Lorsque tu vois un homme qui gémit dans le deuil, soit parce que son fils est absent soit parce qu’il a perdu ce qu’il possédait, prends garde de te laisser entraîner par l’idée que les maux dont il souffre lui viennent du dehors. Mais sois prêt à dire aussitôt « ce qui l’afflige, ce n’est pas ce qui arrive, car un autre n’en est pas affligé ; mais c’est le jugement qu’il porte sur cet événement ». N’hésite donc pas, même par la parole, à lui témoigner de la sympathie et même, si l’occasion s’en présente, à gémir avec lui. Mais néanmoins prends garde de ne point aussi gémir du fond de l’âme. [Epictète – Manuel].

Le deuil de Walter possède de plus une spécificité dans le fait qu’il est enfant âgé de 6 ans quand l’accident mortel de son frère survient. En effet, d’après le docteur Michel Hanus, le deuil chez l'enfant ne se déroule pas de la même manière que chez l'adulte, il a ses particularités. Comme chez l'adulte, l'enfant est choqué et il y aura une différence si la mort est violente ou non. L'enfant peut aussi, tout comme l'adulte, tomber malade. Mais le deuil des enfants ne va pas vers sa terminaison. Il n'y a pas de fin de deuil, car l'enfant perd une partie de lui-même. Même s'il continue d'avancer et de progresser. Une part de souffrance réapparaîtra au cours des épreuves de sa vie future.

Nous observons cet échange corroborant entre Walter et Paul à l’épisode 6 :

Paul : Et si je le fais...qu'arrivera-t-il à l'autre Walter ?

Walter : De quoi parlez-vous ?

Paul : Le Walter dont vous ignoriez l'existence, le petit garçon dont on a pris l'enfance quand il avait six ans. Il est resté assis là... tout ce temps, dans le noir... complètement terrifié... à espérer qu'on le remarque enfin...peut-être qu'on le rassure. Et peut-être...Peut-être que c'est enfin sa chance. Votre chance... de retrouver ce garçon...De regagner une partie de vous que vous avez niée votre vie entière. Est-ce que cela vous parle ?

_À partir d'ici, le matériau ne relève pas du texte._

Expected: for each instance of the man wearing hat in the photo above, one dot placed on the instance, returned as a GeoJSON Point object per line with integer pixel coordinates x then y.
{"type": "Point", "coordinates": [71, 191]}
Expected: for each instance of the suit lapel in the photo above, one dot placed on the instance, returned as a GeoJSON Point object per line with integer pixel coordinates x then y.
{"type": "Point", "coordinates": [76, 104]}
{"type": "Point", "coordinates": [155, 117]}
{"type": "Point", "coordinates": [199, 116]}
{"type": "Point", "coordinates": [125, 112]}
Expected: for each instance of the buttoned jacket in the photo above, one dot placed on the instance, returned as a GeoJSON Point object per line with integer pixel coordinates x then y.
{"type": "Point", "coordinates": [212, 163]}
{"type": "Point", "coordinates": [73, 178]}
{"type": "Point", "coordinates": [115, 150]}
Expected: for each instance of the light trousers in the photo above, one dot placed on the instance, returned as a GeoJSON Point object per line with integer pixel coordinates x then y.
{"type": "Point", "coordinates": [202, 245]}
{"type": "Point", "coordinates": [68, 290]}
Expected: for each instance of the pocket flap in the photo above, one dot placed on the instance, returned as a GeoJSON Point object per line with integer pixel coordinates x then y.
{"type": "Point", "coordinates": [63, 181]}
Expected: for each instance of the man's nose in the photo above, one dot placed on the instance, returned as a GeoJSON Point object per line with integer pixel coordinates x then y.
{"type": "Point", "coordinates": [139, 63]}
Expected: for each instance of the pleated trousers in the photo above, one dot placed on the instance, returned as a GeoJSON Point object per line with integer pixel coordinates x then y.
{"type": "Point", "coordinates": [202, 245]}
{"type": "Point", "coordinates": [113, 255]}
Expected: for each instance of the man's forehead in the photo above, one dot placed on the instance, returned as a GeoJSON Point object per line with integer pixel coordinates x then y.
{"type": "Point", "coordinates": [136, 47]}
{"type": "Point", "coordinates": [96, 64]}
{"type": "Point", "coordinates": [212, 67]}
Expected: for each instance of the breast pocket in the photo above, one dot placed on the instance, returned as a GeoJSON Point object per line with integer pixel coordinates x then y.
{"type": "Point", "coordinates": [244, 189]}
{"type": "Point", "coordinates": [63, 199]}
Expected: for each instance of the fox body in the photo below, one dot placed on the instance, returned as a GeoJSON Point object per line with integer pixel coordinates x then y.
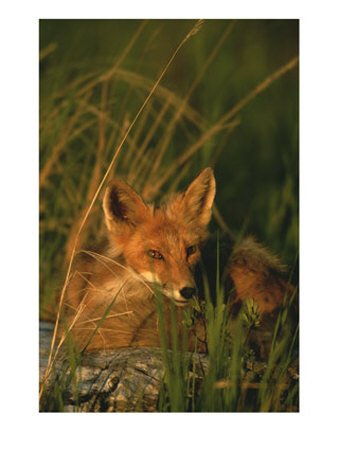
{"type": "Point", "coordinates": [151, 250]}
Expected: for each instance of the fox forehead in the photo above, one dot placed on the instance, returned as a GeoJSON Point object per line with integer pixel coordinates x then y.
{"type": "Point", "coordinates": [167, 233]}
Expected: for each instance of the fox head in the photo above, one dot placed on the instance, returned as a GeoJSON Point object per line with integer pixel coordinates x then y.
{"type": "Point", "coordinates": [161, 244]}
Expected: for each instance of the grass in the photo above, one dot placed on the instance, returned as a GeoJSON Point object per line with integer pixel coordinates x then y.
{"type": "Point", "coordinates": [103, 120]}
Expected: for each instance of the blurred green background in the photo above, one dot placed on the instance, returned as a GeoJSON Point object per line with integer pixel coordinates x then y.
{"type": "Point", "coordinates": [94, 77]}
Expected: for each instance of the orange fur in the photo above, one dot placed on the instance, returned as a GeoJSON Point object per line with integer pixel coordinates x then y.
{"type": "Point", "coordinates": [150, 248]}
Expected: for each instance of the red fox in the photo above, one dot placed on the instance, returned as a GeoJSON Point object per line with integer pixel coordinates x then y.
{"type": "Point", "coordinates": [155, 249]}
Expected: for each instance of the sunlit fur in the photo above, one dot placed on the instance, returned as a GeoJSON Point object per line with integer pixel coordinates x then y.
{"type": "Point", "coordinates": [121, 270]}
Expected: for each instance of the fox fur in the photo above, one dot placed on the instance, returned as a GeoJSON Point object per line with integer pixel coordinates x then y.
{"type": "Point", "coordinates": [152, 249]}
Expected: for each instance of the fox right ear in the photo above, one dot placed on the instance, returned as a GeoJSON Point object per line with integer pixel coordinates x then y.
{"type": "Point", "coordinates": [122, 205]}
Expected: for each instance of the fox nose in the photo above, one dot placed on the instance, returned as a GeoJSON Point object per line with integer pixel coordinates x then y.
{"type": "Point", "coordinates": [187, 292]}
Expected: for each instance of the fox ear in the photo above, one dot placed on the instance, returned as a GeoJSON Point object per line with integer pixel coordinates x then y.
{"type": "Point", "coordinates": [122, 205]}
{"type": "Point", "coordinates": [199, 197]}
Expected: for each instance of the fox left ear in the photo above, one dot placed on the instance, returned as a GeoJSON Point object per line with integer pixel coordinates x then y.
{"type": "Point", "coordinates": [199, 197]}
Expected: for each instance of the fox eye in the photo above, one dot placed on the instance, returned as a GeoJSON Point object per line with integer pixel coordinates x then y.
{"type": "Point", "coordinates": [191, 250]}
{"type": "Point", "coordinates": [154, 254]}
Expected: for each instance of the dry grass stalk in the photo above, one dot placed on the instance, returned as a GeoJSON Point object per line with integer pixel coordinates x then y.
{"type": "Point", "coordinates": [171, 126]}
{"type": "Point", "coordinates": [223, 123]}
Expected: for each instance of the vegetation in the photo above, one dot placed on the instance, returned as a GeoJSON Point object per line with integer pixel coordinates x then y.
{"type": "Point", "coordinates": [228, 99]}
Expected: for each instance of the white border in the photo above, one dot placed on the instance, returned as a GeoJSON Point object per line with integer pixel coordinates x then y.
{"type": "Point", "coordinates": [315, 424]}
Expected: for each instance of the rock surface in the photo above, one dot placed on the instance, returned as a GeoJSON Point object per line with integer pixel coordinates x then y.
{"type": "Point", "coordinates": [126, 379]}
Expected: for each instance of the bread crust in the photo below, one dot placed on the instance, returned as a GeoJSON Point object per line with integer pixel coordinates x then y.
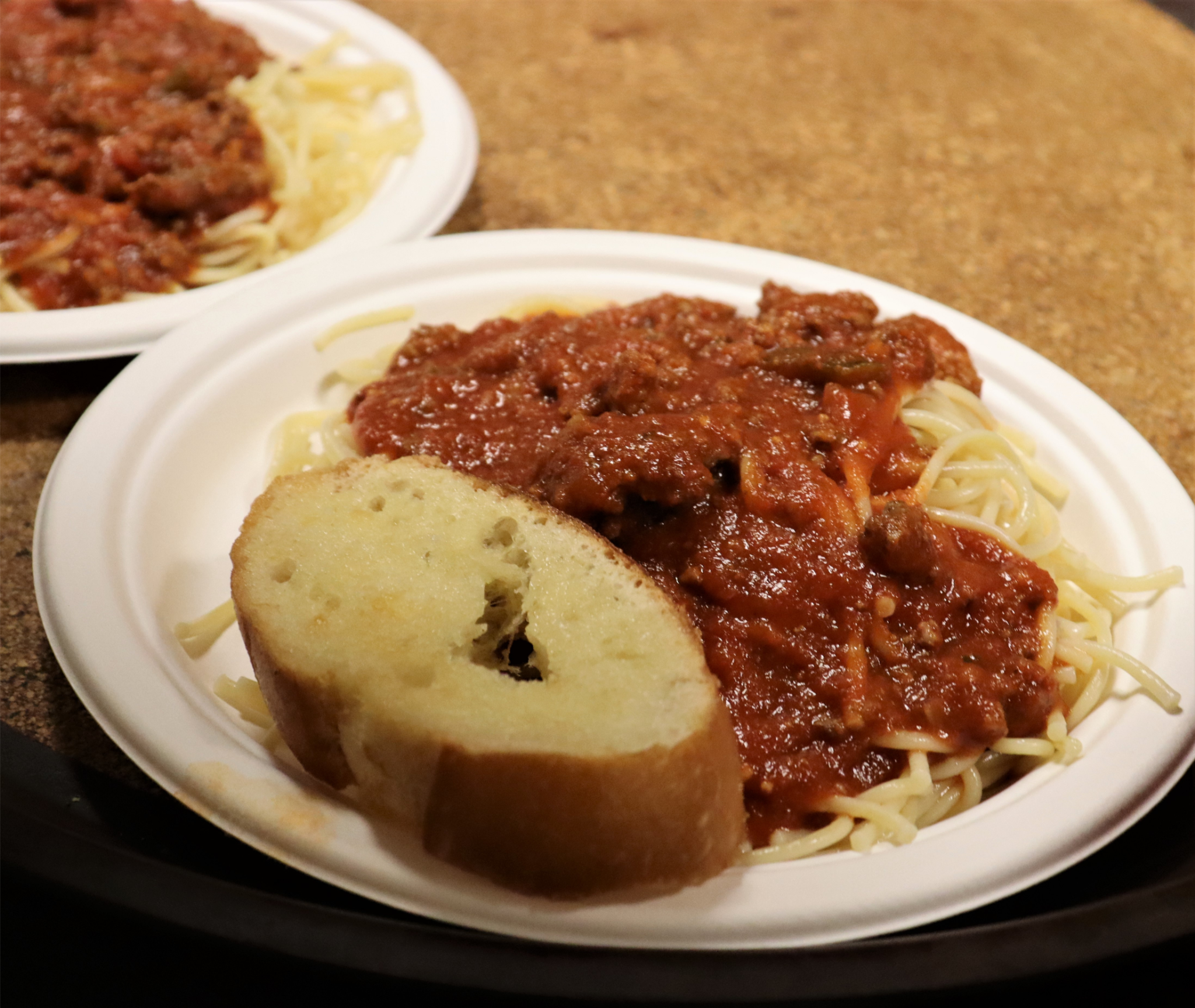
{"type": "Point", "coordinates": [546, 823]}
{"type": "Point", "coordinates": [564, 827]}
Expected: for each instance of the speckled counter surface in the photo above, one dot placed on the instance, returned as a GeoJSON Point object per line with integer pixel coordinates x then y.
{"type": "Point", "coordinates": [1027, 163]}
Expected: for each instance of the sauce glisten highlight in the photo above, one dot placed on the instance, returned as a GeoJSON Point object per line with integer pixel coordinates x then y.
{"type": "Point", "coordinates": [759, 470]}
{"type": "Point", "coordinates": [120, 145]}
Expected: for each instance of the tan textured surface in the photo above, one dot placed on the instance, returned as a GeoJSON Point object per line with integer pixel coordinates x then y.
{"type": "Point", "coordinates": [1028, 163]}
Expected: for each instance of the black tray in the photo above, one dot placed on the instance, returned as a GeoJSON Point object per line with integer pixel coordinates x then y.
{"type": "Point", "coordinates": [120, 858]}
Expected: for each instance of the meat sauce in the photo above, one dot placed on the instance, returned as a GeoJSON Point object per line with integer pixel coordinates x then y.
{"type": "Point", "coordinates": [759, 470]}
{"type": "Point", "coordinates": [118, 145]}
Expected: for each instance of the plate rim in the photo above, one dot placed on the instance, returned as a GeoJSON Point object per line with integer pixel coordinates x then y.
{"type": "Point", "coordinates": [494, 244]}
{"type": "Point", "coordinates": [446, 160]}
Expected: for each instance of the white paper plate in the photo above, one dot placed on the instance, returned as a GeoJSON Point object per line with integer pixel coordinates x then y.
{"type": "Point", "coordinates": [414, 200]}
{"type": "Point", "coordinates": [148, 492]}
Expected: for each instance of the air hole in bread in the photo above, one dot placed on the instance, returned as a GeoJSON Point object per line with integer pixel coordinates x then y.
{"type": "Point", "coordinates": [504, 533]}
{"type": "Point", "coordinates": [502, 644]}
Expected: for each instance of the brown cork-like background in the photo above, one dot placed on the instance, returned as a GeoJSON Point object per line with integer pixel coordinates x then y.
{"type": "Point", "coordinates": [1030, 163]}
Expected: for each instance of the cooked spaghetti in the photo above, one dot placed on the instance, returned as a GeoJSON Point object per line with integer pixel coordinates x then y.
{"type": "Point", "coordinates": [148, 147]}
{"type": "Point", "coordinates": [941, 492]}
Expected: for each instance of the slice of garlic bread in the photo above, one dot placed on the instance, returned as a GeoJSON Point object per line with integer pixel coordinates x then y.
{"type": "Point", "coordinates": [491, 674]}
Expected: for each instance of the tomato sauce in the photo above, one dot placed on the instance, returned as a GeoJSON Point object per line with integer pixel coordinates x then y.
{"type": "Point", "coordinates": [118, 145]}
{"type": "Point", "coordinates": [759, 471]}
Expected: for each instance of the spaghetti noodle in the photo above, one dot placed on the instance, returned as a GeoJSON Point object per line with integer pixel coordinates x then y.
{"type": "Point", "coordinates": [977, 474]}
{"type": "Point", "coordinates": [148, 148]}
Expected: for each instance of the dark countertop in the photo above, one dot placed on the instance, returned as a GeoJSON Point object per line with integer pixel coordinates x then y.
{"type": "Point", "coordinates": [1029, 164]}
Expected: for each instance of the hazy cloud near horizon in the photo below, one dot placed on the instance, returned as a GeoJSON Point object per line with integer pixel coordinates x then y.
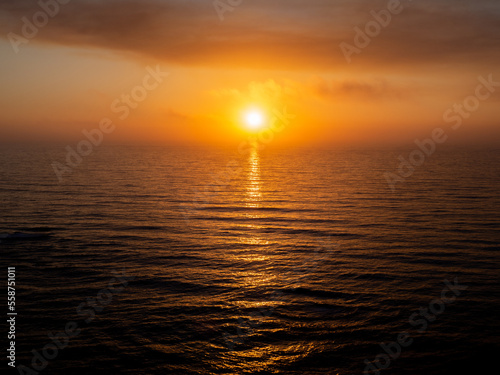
{"type": "Point", "coordinates": [280, 34]}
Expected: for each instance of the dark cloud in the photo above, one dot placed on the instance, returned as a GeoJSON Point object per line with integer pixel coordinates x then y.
{"type": "Point", "coordinates": [284, 34]}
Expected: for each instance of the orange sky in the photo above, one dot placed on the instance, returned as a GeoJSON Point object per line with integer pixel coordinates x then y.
{"type": "Point", "coordinates": [287, 54]}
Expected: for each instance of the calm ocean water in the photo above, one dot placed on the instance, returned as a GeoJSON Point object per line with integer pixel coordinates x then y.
{"type": "Point", "coordinates": [271, 262]}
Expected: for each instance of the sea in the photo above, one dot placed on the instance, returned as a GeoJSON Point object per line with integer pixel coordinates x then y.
{"type": "Point", "coordinates": [217, 260]}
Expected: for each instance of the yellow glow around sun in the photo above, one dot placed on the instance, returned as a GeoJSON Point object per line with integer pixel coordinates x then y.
{"type": "Point", "coordinates": [254, 119]}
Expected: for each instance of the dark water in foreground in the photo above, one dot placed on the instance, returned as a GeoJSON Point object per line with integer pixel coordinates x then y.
{"type": "Point", "coordinates": [302, 263]}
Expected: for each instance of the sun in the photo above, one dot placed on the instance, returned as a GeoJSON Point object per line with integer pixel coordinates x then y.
{"type": "Point", "coordinates": [254, 119]}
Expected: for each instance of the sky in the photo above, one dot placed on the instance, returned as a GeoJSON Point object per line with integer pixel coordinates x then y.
{"type": "Point", "coordinates": [68, 64]}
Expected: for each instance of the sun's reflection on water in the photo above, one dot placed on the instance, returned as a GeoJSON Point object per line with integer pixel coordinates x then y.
{"type": "Point", "coordinates": [253, 194]}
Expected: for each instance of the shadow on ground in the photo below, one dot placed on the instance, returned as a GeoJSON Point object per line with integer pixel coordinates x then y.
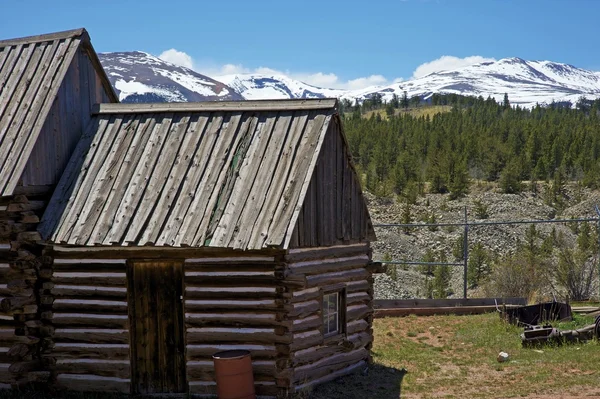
{"type": "Point", "coordinates": [376, 382]}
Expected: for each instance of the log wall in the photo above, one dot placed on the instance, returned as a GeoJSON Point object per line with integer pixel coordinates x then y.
{"type": "Point", "coordinates": [234, 303]}
{"type": "Point", "coordinates": [313, 358]}
{"type": "Point", "coordinates": [23, 272]}
{"type": "Point", "coordinates": [269, 303]}
{"type": "Point", "coordinates": [334, 210]}
{"type": "Point", "coordinates": [90, 325]}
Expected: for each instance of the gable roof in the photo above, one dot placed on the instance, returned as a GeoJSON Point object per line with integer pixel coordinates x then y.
{"type": "Point", "coordinates": [32, 70]}
{"type": "Point", "coordinates": [228, 174]}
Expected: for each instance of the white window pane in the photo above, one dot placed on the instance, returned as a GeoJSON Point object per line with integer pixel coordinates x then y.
{"type": "Point", "coordinates": [332, 323]}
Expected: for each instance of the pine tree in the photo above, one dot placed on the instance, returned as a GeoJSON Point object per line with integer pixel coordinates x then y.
{"type": "Point", "coordinates": [477, 267]}
{"type": "Point", "coordinates": [404, 100]}
{"type": "Point", "coordinates": [506, 103]}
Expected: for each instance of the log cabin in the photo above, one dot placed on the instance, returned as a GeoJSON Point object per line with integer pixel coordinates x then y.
{"type": "Point", "coordinates": [181, 230]}
{"type": "Point", "coordinates": [48, 85]}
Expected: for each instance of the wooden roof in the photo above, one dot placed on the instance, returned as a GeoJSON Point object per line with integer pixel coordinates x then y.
{"type": "Point", "coordinates": [229, 174]}
{"type": "Point", "coordinates": [31, 72]}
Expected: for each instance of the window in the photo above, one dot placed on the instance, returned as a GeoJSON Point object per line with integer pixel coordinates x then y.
{"type": "Point", "coordinates": [333, 313]}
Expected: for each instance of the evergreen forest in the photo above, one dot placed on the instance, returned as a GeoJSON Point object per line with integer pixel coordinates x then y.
{"type": "Point", "coordinates": [477, 139]}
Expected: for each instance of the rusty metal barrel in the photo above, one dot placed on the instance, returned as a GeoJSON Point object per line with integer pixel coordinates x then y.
{"type": "Point", "coordinates": [233, 373]}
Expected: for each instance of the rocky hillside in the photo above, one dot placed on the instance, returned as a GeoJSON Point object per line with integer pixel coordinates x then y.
{"type": "Point", "coordinates": [497, 239]}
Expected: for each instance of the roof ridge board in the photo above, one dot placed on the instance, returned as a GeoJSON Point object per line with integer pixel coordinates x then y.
{"type": "Point", "coordinates": [215, 106]}
{"type": "Point", "coordinates": [43, 38]}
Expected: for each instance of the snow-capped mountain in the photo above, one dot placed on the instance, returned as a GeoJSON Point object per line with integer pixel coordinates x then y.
{"type": "Point", "coordinates": [142, 77]}
{"type": "Point", "coordinates": [526, 82]}
{"type": "Point", "coordinates": [259, 87]}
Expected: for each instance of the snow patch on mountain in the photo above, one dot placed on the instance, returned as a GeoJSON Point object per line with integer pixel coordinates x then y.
{"type": "Point", "coordinates": [142, 77]}
{"type": "Point", "coordinates": [262, 86]}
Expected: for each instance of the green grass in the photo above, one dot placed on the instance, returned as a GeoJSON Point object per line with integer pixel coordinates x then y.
{"type": "Point", "coordinates": [451, 357]}
{"type": "Point", "coordinates": [42, 394]}
{"type": "Point", "coordinates": [455, 357]}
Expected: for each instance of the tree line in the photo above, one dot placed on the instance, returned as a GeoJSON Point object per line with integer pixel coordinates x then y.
{"type": "Point", "coordinates": [477, 139]}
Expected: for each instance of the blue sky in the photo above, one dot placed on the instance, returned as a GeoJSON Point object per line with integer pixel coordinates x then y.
{"type": "Point", "coordinates": [330, 43]}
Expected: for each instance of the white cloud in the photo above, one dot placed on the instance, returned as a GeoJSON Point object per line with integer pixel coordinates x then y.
{"type": "Point", "coordinates": [177, 57]}
{"type": "Point", "coordinates": [321, 79]}
{"type": "Point", "coordinates": [448, 62]}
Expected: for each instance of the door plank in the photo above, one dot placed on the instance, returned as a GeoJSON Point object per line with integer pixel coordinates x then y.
{"type": "Point", "coordinates": [158, 362]}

Walter : Vous voulez que je regagne une part de moi... qui s'est déchirée, qui...a cédé sous la pression ? Pourquoi ferais-je ça ?

Paul : Parce que je ne pense pas que ce soit la part de vous qui s'est effondrée. C'est la part de vous qui a envie de vivre.

Pour accepter la réalité de la mort, l'enfant a besoin de dire au revoir au défunt, de prendre part aux funérailles. Le travail de deuil s'effectue par les mêmes processus de reconnaissance de la réalité, d'intériorisation avec identification et d'élaboration des sentiments inconscients de culpabilité. L'enfant se sent toujours coupable de la mort des êtres aimés (toute-puissance, restes de pensée magique).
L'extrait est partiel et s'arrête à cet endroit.